The included days between the start day and the end day will always be full working days, so we need to know how many hours are in a working day. The next block of code does that:

Set date1 = New NotesDateTime("01/01/1980 " & Format\$(businessHrs(0), "#0:00") & ":00")
Set date2 = New NotesDateTime("01/01/1980 " & Format\$(businessHrs(1), "#0:00") & ":00")
hrsIn1BizDay = date2.TimeDifference(date1)
hrsIn1BizDay = (hrsIn1BizDay / 60) / 60

Now, we can finally start computing the number of business hours between the two dates. First, start by computing the number of hours between the two dates, based on the original @BusinessDays function. We don't want to include the first day and the last day (those will come next), so we have to exclude those days if they were included in the original formula. However, if either one (or both) were excluded in the original formula (because the start or end date was on a weekend or holiday, for example), then we don't want to exclude them twice. So an If block is used to know how many days to exclude from the original formula.
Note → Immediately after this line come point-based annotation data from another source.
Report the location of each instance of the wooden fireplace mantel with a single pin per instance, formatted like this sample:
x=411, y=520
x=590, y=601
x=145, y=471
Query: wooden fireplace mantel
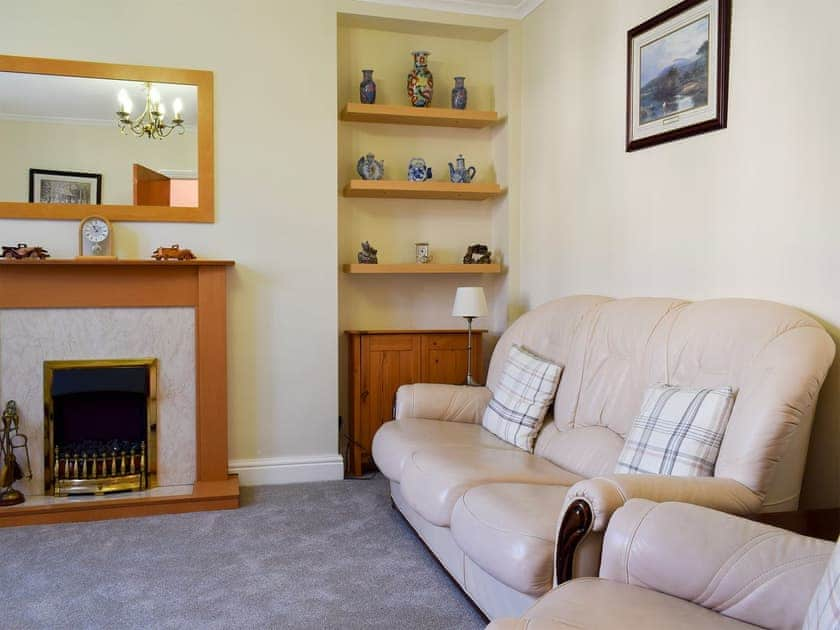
x=201, y=284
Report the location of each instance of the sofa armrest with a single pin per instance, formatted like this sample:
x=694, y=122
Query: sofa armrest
x=590, y=504
x=750, y=571
x=606, y=494
x=448, y=403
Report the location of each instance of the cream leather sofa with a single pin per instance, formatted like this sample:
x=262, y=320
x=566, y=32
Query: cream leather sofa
x=490, y=511
x=676, y=566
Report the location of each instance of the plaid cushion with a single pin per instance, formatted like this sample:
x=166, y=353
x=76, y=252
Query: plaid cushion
x=522, y=398
x=824, y=611
x=677, y=432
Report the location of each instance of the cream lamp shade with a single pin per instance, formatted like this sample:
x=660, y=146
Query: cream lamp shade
x=469, y=302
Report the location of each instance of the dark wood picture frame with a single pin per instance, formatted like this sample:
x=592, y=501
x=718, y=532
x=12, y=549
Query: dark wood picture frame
x=720, y=74
x=33, y=172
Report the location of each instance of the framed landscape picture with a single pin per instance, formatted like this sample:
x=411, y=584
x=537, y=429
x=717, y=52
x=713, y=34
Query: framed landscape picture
x=678, y=73
x=64, y=187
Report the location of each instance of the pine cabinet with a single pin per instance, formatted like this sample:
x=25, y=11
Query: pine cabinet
x=382, y=361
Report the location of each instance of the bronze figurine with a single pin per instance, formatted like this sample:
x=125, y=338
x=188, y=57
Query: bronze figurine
x=477, y=254
x=10, y=471
x=174, y=252
x=22, y=250
x=368, y=254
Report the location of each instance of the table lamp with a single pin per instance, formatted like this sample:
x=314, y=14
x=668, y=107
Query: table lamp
x=469, y=304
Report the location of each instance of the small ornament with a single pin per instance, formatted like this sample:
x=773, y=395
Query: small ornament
x=369, y=168
x=418, y=171
x=460, y=174
x=368, y=254
x=420, y=81
x=22, y=250
x=422, y=253
x=367, y=88
x=477, y=254
x=459, y=94
x=173, y=252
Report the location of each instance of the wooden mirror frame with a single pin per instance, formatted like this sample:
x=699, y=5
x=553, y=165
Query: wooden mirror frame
x=202, y=79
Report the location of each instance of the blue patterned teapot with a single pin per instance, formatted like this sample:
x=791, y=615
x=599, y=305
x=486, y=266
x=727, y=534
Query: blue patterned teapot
x=460, y=174
x=418, y=171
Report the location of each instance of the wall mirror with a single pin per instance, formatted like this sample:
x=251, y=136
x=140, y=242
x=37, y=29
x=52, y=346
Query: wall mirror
x=131, y=143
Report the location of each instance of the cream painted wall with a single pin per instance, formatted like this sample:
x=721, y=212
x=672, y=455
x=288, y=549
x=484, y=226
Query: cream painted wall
x=275, y=96
x=89, y=149
x=748, y=211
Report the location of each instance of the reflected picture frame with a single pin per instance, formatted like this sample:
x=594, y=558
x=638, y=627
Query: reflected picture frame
x=64, y=187
x=678, y=73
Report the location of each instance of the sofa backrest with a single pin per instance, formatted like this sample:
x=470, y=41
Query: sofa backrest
x=775, y=356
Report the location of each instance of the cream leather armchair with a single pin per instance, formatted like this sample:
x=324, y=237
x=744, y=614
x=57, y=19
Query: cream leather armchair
x=680, y=566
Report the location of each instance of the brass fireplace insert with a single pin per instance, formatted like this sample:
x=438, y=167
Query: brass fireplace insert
x=100, y=425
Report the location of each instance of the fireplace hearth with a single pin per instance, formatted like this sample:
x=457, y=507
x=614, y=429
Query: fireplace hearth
x=100, y=426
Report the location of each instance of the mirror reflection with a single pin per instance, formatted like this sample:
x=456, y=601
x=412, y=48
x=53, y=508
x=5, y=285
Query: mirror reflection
x=82, y=140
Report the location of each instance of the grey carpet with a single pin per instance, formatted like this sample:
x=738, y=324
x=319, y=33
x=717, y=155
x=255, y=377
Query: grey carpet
x=318, y=555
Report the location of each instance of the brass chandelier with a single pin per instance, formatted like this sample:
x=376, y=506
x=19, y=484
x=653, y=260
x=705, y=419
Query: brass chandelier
x=152, y=122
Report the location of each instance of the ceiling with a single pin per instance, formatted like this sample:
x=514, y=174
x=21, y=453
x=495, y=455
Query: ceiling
x=512, y=9
x=81, y=100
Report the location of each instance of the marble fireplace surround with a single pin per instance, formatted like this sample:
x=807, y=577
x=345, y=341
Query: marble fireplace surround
x=28, y=337
x=80, y=309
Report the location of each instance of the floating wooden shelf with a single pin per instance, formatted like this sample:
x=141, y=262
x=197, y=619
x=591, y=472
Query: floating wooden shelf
x=415, y=268
x=398, y=189
x=429, y=116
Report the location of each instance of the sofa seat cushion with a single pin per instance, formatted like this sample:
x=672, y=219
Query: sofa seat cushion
x=508, y=529
x=396, y=440
x=435, y=478
x=598, y=604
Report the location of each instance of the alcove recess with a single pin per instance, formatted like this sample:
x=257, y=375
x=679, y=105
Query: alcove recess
x=482, y=50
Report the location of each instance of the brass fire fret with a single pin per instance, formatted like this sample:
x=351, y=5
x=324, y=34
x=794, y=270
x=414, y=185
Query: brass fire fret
x=83, y=474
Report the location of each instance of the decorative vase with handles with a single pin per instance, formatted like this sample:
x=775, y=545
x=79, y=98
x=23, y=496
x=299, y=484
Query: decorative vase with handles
x=367, y=88
x=459, y=94
x=420, y=81
x=460, y=174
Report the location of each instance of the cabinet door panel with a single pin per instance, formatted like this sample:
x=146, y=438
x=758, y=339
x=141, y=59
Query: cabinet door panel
x=391, y=361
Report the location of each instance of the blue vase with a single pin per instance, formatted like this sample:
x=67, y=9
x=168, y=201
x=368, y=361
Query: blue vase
x=367, y=88
x=459, y=94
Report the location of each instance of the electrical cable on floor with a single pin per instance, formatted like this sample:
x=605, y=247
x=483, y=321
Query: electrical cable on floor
x=351, y=442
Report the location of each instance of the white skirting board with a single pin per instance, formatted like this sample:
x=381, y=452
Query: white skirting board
x=290, y=469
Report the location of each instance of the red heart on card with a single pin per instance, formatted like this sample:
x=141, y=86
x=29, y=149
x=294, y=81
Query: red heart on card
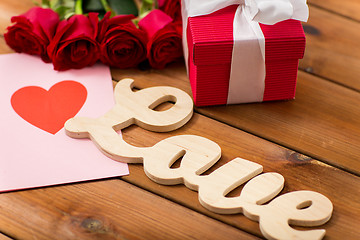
x=49, y=110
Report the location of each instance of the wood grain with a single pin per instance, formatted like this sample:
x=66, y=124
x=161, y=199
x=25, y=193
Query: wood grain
x=347, y=8
x=321, y=122
x=104, y=210
x=332, y=47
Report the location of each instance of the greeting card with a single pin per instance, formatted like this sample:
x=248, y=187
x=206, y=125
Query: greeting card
x=35, y=102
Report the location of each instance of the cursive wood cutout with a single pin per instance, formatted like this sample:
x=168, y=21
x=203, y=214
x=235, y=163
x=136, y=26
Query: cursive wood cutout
x=301, y=208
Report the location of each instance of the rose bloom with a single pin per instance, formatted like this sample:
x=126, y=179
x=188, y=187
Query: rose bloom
x=122, y=44
x=74, y=44
x=171, y=8
x=165, y=44
x=32, y=31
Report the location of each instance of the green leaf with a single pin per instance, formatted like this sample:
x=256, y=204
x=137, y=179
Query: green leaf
x=123, y=7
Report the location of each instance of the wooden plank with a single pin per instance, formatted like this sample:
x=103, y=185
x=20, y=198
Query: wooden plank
x=300, y=172
x=332, y=47
x=109, y=209
x=348, y=8
x=323, y=121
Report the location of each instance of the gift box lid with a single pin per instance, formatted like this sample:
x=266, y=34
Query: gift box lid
x=210, y=37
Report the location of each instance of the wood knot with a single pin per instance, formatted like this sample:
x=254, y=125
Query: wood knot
x=311, y=30
x=92, y=225
x=299, y=158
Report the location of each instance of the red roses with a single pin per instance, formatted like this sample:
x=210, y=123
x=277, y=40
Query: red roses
x=74, y=44
x=122, y=44
x=32, y=32
x=82, y=40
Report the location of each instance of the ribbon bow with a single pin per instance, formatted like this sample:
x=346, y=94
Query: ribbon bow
x=247, y=74
x=263, y=11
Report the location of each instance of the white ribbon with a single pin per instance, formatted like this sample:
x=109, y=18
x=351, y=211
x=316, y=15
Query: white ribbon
x=247, y=76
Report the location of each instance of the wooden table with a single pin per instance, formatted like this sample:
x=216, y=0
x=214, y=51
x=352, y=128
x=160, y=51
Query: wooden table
x=313, y=141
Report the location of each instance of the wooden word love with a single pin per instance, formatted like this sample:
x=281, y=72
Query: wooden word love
x=301, y=208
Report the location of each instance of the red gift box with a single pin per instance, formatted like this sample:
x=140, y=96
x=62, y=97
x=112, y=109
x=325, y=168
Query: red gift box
x=210, y=44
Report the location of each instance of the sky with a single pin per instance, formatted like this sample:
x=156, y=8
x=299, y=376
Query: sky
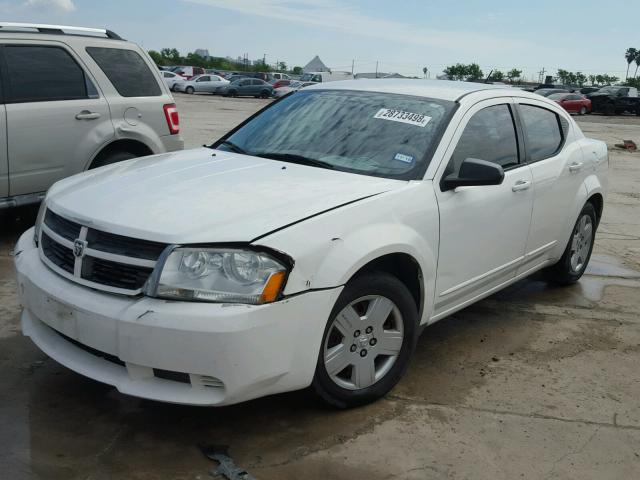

If skipStartDay = True And skipEndDay = True Then
numHrs = hrsIn1BizDay * numDays
Elseif skipStartDay = True And skipEndDay = False Then
numHrs = hrsIn1BizDay * (numDays-1)
Elseif skipStartDay = False And skipEndDay = True Then
numHrs = hrsIn1BizDay * (numDays-1)
Else
numHrs = hrsIn1BizDay * (numDays-2)
End If

Finally, we add on the number of hours in the start day and the number of hours in the end day. If either one was excluded in the original formula, then there's nothing extra to add. But if it was included in the original formula, then it wasn't accounted for in the block of code just completed and needs to be added in:

If Not skipStartDay Then
Set date1 = New NotesDateTime(startTime.DateOnly & " " & Format\$(businessHrs(1), "#0:00") & ":00")
temp = date1.TimeDifference(startTime)
temp = (temp / 60) / 60
numHrs = numHrs + temp
End If

I compute the number of hours from the starting date/time to the end of business that day. (Remember that I checked the bounds earlier, so I know the number of seconds will be zero or greater). Those seconds are converted into minutes and then hours and added to the running total.

If Not skipEndDay Then
Set date1 = New NotesDateTime(endTime.DateOnly & " " & Format\$(businessHrs(0), "#0:00") & ":00")
temp = endTime.TimeDifference(date1)
temp = (temp / 60) / 60
numHrs = numHrs + temp
End If

The same logic is applied to figure out the number of hours between the start of business on the end day and the ending time. Those number of hours are added to the running total.